L’exercice n’est donc pas anecdotique. Chez Ecolo, il était nécessaire. A présent, les Verts doivent arriver à en sortir. A mettre en avant un message simple et intelligible – une unique selling proposition, dans le vocabulaire de Nicolas Baygert. Le tout devant être porté par une équipe capable d’incarner ce message.
Au MR, si l’on exclut les tuiles Kubla et De Decker, ce n’est pas (trop) la grosse remise en question. N’empêche, le parti a raison de clarifier sa position sur des questions sensibles qui ont cruellement rappelé leur urgence.
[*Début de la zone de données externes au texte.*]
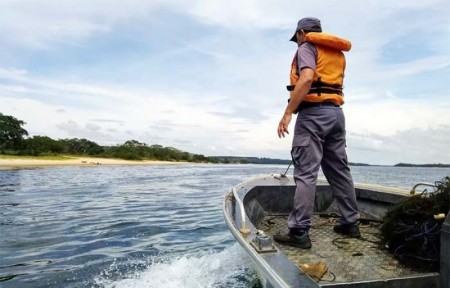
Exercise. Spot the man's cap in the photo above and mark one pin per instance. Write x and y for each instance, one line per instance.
(309, 24)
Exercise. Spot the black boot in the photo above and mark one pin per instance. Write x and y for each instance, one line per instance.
(296, 237)
(350, 230)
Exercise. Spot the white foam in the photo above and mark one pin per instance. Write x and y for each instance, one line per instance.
(228, 268)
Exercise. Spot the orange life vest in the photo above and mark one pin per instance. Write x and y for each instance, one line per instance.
(330, 67)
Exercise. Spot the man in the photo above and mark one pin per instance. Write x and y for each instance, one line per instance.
(317, 74)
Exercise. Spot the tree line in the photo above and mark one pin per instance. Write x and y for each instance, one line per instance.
(14, 140)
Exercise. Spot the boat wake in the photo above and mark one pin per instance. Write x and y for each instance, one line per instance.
(228, 268)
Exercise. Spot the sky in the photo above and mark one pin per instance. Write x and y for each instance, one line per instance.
(209, 77)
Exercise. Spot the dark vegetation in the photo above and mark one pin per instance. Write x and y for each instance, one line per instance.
(14, 141)
(412, 231)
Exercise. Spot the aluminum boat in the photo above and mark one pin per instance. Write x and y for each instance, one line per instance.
(257, 209)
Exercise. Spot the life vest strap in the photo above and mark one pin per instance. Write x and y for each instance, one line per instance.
(322, 88)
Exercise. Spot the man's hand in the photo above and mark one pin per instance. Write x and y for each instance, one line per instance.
(284, 123)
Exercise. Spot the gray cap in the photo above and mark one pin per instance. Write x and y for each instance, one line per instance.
(310, 24)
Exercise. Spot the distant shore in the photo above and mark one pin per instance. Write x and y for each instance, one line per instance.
(11, 163)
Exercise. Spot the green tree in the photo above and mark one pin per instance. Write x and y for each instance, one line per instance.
(11, 132)
(38, 145)
(81, 147)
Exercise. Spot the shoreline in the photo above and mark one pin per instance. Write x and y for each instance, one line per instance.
(14, 163)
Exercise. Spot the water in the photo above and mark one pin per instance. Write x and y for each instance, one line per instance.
(135, 226)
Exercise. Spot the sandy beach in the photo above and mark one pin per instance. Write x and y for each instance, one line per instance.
(9, 163)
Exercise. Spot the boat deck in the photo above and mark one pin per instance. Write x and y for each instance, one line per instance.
(348, 260)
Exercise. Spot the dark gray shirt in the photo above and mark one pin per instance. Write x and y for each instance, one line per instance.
(307, 56)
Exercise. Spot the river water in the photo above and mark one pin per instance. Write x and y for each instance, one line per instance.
(135, 226)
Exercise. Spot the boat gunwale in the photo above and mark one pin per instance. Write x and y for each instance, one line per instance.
(271, 275)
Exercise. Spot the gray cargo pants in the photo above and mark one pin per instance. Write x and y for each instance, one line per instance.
(319, 140)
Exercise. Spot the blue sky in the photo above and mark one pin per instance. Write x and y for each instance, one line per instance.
(209, 77)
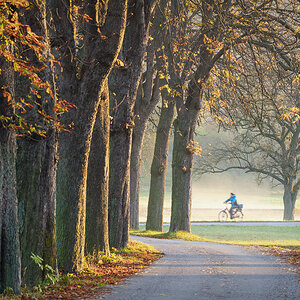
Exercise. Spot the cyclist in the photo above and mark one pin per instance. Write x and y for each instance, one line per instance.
(233, 203)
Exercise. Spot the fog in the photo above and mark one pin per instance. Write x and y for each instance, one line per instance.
(261, 201)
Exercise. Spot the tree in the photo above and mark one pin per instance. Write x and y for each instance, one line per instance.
(10, 260)
(14, 37)
(223, 26)
(124, 84)
(159, 166)
(37, 159)
(264, 108)
(147, 99)
(97, 183)
(86, 61)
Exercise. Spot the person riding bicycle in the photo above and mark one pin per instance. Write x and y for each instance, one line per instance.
(233, 203)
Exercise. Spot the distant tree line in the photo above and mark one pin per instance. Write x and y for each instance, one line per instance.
(80, 80)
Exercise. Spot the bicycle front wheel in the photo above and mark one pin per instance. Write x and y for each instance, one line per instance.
(223, 216)
(239, 216)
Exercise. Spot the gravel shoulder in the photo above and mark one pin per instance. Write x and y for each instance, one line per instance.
(200, 270)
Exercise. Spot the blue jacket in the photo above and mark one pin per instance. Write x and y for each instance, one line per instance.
(232, 200)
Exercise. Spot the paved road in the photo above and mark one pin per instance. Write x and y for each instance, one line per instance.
(283, 224)
(208, 271)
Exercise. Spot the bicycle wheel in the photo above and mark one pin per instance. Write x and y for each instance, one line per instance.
(238, 216)
(223, 216)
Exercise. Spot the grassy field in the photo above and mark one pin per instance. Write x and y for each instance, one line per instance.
(287, 237)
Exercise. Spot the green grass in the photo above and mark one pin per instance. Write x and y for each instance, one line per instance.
(275, 236)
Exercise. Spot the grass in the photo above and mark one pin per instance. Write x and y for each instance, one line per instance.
(285, 237)
(100, 271)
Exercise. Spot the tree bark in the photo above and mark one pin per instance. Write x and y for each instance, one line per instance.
(97, 182)
(144, 106)
(83, 89)
(124, 85)
(36, 170)
(159, 168)
(10, 260)
(289, 201)
(182, 164)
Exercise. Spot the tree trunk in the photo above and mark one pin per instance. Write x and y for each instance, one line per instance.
(289, 201)
(97, 182)
(10, 260)
(159, 169)
(182, 164)
(36, 171)
(10, 263)
(124, 85)
(144, 107)
(135, 172)
(83, 89)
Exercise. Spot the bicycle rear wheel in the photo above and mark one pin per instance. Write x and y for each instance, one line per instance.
(238, 216)
(223, 216)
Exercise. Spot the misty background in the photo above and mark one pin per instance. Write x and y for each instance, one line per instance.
(262, 200)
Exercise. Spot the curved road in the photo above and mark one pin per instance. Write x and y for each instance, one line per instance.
(199, 270)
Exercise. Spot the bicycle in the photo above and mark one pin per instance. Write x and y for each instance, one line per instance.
(237, 213)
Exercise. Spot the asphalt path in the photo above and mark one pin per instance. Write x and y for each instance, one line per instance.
(232, 223)
(253, 223)
(200, 270)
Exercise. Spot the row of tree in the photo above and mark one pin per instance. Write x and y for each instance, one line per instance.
(97, 70)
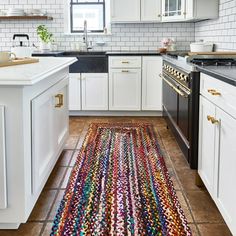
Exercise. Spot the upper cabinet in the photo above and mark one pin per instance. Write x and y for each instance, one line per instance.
(125, 10)
(135, 10)
(163, 10)
(150, 10)
(189, 10)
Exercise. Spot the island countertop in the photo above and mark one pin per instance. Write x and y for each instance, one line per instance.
(29, 74)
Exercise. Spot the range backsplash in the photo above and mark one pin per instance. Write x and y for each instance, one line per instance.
(221, 31)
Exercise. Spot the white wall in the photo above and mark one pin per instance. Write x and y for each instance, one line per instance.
(221, 31)
(124, 36)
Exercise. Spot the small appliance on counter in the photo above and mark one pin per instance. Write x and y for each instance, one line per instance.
(22, 50)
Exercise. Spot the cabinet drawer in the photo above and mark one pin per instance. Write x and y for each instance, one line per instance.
(220, 93)
(125, 62)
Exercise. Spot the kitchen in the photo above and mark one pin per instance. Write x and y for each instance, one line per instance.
(117, 82)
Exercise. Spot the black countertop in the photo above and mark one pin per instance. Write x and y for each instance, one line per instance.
(109, 53)
(47, 54)
(224, 73)
(133, 53)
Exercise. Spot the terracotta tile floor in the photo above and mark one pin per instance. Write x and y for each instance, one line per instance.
(201, 212)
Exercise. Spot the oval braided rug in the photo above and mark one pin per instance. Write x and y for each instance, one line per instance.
(120, 186)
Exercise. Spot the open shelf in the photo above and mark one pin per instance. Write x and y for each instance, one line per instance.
(26, 18)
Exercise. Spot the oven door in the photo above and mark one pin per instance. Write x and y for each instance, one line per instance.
(170, 98)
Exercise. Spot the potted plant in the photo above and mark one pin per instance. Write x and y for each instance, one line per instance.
(46, 38)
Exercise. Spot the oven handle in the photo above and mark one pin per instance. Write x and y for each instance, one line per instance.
(173, 87)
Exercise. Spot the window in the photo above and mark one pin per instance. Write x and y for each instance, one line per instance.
(93, 11)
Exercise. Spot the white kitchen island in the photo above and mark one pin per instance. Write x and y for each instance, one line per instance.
(33, 131)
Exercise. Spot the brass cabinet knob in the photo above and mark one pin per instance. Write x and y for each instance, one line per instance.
(213, 120)
(214, 92)
(60, 98)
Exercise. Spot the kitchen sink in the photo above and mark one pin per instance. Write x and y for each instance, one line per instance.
(88, 61)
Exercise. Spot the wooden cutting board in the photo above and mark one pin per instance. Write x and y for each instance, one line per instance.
(19, 61)
(212, 53)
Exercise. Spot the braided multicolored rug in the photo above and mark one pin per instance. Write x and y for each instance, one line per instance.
(120, 186)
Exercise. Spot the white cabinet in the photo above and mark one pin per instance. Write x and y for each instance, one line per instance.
(33, 131)
(94, 91)
(125, 10)
(150, 10)
(125, 89)
(134, 83)
(49, 131)
(189, 10)
(226, 164)
(151, 83)
(74, 92)
(206, 144)
(217, 150)
(135, 10)
(3, 178)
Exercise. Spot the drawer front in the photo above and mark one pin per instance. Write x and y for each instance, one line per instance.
(220, 93)
(125, 62)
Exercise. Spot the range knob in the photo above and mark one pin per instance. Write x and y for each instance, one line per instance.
(186, 78)
(178, 75)
(182, 77)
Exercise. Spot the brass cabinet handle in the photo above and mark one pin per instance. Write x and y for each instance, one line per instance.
(213, 120)
(60, 98)
(214, 92)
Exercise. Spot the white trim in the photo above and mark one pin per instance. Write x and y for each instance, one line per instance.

Si la remise en question n’est pas globale et porte uniquement sur le thème de l’interculturalité, cela permettra peut-être de lever une des ambiguïtés de la boutique d’Olivier Chastel. Qui, sur bon nombre de sujets de société, pratique le « vote à la carte », chaque député se prononçant selon ses convictions personnelles. Mais que veut le MR? S’inscrire comme un parti plutôt ouvert, de tendance libérale, ou amorcer un virage plus conservateur, façon UMP? Puissent ces « assises » lever le doute, ne fût-ce que partiellement.
Au PS, l’urgence est plus prégnante. Le chef est contesté et les reproches s’accumulent sur le dos du PS, qui se serait partiellement perdu dans le long exercice du pouvoir. Là aussi, une interrogation: quel courant va l’emporter? La tendance sociale-démocrate, incarnée jusque-là par Di Rupo? Ou une ligne plus dure, à gauche toute? « Ce sera vraisemblablement la seconde, estime Vincent Laborderie. C’est amusant: au moment même où le PS français fait l’inverse et s’adonne à une sorte de social-libéralisme, à la sauce Valls et Macron. »
C’est au cdH que cela urge le plus, sans doute. Enfin, pas au point de se presser à ce point-là et de devoir piteusement changer d’appellation dès le lendemain. Parce que « TomorrowLab », ça existe déjà, désolé. Une petite vérification, cela ne coûte pas grand-chose. Sur le fond, le parti a tenté de se débarrasser de la référence chrétienne, sans pour autant réussir à proposer un projet de société plus intelligible. « La démocratie ou l’humanisme, ce ne sont pas des repères idéologiques différenciants ou mobilisateurs« , tranche Nicolas Baygert. Plutôt des valeurs partagées par tous, ou presque. Quant au centre, cela peut être porteur, en Belgique. Le problème du centre à la sauce cdH, c’est qu’il est plutôt collé à la gauche. En tout cas dans l’inconscient collectif.